11 Replies Latest reply on Jan 27, 2014 2:12 PM by jfrost001

CacheException: Initial state transfer timed out for cache

dex80526 Dec 30, 2013 3:11 PM

I have a 3 node cluster with replication configuration. I am seeing the "Initial state transfer timed out exception" during the initial start up of the cluster. This is definitely related to the number of entries in the cache store (we used rdmb/apache derby as persistent store). The time out exception happens when there are about 1 million cache entries.

I already have a very big timeout value in the configure (see below).

To me this is a critical scaling issue. I saw this timeout happens more frequently when the size of cluster (number of nodes) goes up to 5 or higher.

Anyone has any suggestion to work around this?

Here are the configuration for the cache:

....

</default>

</clustering>

....

1. Re: CacheException: Initial state transfer timed out for cache

mircea.markus Jan 9, 2014 10:00 AM (in response to dex80526)

try increase the chunksSize?
Actions
2. Re: CacheException: Initial state transfer timed out for cache

dan.berindei Jan 16, 2014 6:29 AM (in response to mircea.markus)

Can you try removing the RSVP protocol from the JGroups configuration?

We have noticed a problem with state transfer timing out because RSVP ACK messages are blocked by other commands: [ISPN-3878] Unhandled failing ST cancel leads to deadlock, and we think removing the RSVP protocol should fix it.

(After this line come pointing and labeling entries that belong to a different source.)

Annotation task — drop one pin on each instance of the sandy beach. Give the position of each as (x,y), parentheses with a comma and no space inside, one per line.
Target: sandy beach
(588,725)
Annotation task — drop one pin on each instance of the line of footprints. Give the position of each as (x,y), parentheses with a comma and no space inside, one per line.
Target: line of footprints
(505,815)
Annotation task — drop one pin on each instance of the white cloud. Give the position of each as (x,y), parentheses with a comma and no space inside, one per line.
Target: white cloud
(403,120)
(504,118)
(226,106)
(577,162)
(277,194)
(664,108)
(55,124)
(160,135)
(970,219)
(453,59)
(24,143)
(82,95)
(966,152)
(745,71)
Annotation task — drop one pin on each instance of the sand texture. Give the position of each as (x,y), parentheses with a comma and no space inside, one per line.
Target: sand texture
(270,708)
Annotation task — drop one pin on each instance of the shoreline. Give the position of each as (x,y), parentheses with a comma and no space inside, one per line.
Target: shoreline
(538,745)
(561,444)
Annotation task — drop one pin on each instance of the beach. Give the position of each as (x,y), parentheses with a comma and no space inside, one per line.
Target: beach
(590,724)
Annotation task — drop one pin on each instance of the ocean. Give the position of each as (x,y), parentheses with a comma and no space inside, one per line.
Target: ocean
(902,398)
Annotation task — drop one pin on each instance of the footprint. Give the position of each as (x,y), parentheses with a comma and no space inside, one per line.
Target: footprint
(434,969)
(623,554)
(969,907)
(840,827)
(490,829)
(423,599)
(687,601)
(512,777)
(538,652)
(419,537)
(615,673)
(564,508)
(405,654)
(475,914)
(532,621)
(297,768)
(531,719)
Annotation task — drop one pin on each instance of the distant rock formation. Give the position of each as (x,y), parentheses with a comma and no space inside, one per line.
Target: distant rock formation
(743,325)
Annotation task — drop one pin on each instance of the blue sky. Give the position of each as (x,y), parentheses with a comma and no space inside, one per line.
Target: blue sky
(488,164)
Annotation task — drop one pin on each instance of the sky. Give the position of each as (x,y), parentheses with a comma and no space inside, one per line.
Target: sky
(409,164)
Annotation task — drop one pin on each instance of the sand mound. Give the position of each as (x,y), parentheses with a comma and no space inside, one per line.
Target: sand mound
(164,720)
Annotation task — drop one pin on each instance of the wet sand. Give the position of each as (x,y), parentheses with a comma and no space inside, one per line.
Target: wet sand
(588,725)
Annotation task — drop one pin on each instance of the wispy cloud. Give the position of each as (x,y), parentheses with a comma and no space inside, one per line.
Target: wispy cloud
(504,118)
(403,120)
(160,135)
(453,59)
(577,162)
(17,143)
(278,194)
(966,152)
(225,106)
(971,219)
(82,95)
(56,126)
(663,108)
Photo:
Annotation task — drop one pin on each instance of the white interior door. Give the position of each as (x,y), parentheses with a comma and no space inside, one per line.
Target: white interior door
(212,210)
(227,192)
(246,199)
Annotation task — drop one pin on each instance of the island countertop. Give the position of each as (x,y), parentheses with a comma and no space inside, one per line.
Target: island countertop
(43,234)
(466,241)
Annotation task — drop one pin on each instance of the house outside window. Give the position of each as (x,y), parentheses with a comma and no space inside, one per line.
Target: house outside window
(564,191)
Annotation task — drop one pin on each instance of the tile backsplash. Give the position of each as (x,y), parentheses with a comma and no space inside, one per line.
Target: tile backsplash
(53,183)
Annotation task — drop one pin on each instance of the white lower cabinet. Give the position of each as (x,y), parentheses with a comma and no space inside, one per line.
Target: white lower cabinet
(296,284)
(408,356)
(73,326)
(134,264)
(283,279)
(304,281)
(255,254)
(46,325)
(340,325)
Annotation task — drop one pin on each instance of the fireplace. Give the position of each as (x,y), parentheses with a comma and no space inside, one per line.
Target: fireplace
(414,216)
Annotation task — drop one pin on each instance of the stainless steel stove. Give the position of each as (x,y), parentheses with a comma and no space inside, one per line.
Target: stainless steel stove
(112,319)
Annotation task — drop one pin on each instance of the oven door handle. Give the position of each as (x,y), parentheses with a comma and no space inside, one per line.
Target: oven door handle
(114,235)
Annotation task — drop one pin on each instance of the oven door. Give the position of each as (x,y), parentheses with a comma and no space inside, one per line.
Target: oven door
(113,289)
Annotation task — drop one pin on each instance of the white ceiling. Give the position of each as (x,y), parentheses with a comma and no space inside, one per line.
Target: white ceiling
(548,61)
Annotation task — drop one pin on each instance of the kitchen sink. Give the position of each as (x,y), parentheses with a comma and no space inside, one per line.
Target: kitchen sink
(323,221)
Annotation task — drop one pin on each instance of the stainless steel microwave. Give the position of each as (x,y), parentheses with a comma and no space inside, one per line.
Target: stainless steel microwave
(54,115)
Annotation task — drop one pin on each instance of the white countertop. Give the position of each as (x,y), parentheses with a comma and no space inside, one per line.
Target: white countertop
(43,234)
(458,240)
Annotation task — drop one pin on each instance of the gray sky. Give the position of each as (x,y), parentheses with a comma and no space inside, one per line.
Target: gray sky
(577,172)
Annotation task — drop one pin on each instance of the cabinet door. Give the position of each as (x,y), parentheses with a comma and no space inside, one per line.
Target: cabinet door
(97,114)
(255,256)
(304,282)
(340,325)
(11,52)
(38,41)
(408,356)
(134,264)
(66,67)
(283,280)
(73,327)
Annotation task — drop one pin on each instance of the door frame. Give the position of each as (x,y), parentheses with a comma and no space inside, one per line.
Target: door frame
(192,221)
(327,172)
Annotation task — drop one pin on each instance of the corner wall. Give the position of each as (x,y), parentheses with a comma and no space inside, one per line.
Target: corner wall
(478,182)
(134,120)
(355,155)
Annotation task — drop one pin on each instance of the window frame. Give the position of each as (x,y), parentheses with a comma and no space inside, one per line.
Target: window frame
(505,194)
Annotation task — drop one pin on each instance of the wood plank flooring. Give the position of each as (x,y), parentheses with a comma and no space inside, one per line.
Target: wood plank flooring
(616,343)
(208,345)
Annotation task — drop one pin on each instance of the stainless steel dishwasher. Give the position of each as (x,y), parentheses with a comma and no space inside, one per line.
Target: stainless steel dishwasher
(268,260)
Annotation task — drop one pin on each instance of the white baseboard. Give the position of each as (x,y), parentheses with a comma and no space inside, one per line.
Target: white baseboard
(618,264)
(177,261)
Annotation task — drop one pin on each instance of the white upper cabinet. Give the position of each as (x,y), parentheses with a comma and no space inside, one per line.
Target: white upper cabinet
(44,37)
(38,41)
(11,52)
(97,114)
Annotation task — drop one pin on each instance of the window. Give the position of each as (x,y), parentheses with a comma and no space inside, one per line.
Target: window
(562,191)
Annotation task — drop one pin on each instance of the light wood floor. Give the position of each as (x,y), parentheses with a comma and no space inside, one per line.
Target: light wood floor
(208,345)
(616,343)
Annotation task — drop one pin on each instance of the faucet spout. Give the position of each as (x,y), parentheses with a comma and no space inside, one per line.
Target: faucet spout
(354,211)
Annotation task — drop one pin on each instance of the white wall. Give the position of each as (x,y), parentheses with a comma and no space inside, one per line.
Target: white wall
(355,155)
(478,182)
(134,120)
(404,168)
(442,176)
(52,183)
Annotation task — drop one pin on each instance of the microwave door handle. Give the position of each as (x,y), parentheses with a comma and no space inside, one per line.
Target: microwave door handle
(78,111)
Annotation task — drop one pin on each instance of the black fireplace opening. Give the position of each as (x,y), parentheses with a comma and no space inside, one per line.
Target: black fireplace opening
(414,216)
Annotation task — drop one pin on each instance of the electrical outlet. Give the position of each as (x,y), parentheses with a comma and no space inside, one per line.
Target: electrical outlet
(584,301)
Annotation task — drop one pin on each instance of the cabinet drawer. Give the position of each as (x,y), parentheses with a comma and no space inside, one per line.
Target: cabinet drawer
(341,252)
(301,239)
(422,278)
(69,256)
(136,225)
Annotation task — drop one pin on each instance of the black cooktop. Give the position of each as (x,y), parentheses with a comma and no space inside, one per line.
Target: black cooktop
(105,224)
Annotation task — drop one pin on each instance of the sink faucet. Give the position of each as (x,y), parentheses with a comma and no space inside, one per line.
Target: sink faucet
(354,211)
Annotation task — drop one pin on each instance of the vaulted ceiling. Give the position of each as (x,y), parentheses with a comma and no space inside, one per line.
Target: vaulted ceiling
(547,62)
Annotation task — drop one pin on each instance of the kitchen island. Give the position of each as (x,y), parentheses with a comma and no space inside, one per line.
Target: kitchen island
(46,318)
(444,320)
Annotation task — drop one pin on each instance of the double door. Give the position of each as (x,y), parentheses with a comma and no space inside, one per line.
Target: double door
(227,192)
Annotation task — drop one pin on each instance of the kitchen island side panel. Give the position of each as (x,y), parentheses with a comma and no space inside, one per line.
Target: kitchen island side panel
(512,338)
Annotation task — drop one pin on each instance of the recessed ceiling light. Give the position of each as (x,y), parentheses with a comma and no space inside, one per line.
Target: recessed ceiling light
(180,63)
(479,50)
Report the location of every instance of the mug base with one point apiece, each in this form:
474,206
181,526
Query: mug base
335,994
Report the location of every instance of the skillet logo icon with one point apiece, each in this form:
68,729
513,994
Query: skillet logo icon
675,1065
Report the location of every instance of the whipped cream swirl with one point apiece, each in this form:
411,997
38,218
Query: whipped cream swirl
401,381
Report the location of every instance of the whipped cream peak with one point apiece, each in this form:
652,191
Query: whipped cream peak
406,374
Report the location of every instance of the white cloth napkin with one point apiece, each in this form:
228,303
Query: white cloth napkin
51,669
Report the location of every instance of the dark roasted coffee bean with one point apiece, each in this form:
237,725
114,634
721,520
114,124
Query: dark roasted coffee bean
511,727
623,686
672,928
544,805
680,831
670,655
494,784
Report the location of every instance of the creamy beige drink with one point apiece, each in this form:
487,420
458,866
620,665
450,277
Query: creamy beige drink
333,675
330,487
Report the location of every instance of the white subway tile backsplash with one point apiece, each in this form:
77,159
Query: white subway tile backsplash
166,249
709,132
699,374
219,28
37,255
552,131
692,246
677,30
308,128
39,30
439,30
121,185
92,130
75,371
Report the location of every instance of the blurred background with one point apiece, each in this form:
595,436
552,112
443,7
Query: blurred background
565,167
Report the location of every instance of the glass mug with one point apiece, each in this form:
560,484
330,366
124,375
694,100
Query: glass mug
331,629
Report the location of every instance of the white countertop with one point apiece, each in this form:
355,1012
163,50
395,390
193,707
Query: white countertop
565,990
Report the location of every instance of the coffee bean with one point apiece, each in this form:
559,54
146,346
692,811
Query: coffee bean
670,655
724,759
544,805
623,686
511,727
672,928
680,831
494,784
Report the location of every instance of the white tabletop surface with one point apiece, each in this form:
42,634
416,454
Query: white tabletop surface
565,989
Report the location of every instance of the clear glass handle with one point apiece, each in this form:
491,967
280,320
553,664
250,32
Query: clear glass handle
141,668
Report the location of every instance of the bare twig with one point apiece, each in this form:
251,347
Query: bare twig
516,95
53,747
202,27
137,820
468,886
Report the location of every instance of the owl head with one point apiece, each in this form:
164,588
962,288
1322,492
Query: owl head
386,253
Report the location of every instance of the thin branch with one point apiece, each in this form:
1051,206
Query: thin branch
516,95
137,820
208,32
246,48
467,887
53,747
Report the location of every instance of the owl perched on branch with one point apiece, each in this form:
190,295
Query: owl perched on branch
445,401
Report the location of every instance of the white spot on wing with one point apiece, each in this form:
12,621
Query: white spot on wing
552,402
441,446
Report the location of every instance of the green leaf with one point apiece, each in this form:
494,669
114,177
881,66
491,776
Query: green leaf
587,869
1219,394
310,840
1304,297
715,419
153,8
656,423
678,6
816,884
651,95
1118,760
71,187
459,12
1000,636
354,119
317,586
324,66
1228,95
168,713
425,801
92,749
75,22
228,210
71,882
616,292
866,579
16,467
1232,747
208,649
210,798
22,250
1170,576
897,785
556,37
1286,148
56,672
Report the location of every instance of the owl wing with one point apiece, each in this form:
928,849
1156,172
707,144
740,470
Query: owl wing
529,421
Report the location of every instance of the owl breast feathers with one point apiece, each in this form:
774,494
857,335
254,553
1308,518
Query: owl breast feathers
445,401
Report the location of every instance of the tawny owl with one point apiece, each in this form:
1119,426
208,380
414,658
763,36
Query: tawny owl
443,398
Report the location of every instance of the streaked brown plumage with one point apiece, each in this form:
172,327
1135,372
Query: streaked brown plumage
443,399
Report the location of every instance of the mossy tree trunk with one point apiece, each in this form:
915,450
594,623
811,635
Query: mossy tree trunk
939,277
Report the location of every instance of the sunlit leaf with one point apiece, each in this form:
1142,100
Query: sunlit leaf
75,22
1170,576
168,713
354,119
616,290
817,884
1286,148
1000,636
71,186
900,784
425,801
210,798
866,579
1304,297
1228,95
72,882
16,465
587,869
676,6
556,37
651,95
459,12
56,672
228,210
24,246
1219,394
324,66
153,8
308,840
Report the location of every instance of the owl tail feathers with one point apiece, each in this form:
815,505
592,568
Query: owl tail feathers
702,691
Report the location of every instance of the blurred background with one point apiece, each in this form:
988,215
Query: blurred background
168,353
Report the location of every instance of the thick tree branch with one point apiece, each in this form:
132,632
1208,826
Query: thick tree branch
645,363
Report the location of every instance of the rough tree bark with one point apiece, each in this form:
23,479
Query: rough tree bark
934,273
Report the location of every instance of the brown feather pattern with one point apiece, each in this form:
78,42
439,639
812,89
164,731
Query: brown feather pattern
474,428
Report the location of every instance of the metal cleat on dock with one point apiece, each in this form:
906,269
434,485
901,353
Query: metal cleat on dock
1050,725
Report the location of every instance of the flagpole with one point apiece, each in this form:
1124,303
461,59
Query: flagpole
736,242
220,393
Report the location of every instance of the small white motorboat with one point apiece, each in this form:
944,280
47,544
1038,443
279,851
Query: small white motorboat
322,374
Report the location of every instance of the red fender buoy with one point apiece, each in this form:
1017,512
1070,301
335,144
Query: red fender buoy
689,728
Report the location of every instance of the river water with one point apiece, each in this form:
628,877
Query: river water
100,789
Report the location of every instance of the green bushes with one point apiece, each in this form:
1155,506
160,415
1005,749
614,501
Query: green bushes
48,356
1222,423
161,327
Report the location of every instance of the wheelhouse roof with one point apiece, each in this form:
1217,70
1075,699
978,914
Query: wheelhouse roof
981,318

If you're not using UNICAST3 yet, I would recommend upgrading to that as well.
Actions
3. Re: CacheException: Initial state transfer timed out for cache

dex80526 Jan 16, 2014 3:43 PM (in response to dan.berindei)

Just give a update on what I ended up for now.
I ended up to set the "awaitInitialTransfer="false" for the stateTransfer. With this change, the initial startup of a cluster is faster and reliable (i.e. not seeing the timeout issue). Of course, I took the trade of the cache data sync.
I also increased the chuckSize to 10K.

Please do let me know if you see any issues with my configuration (awaitInitialTransfer=false).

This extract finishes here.